New York Times congressional reporter Carl Hulse and White House scribe Julie Hirschfeld Davis teamed up to paint the president as wringing his hands over the current divided state of U.S. politics. One potential culprit almost wholly exonerated? The president himself.
Thursday’s report, “Obama’s Plea to ‘Fix Our Politics’ Has Both Sides Looking Inward,” portrayed Obama as regretful over the current state of affairs, while skipping his bouts of arrogance and the clear animosity he feels toward his GOP opposition. They also pinned the beginning of the division to Robert Bork's failed Supreme Court nomination, without mentioning Sen. Ted Kennedy's scurrilous anti-Bork speech. Instead, Hulse and Davis found a pox on both houses (which is actually somewhat more fair than the standard Times trope, which generally finds resurgent right-wing Republicans to blame for any lack of civility).

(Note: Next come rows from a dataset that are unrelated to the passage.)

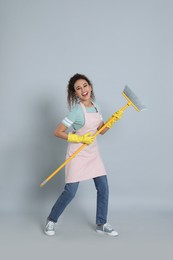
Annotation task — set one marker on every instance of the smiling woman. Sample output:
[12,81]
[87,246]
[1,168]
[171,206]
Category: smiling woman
[74,85]
[85,118]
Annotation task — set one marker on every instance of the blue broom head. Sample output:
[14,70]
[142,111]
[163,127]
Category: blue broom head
[133,99]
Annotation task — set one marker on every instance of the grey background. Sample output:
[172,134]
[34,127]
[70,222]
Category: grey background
[115,43]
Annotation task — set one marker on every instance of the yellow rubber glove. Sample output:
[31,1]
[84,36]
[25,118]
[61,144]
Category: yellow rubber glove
[86,139]
[115,117]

President Obama’s urgent call in his final State of the Union address to “fix our politics” posed a fundamental question: Who broke them in the first place?
The answer is that both sides did. A steady erosion underway for years has accelerated during Mr. Obama’s time in the White House and now shows itself in congressional dysfunction and campaign vitriol. The restoration project could take some time.
But don’t worry, Obama’s here to fix it (albeit after 8 years in office).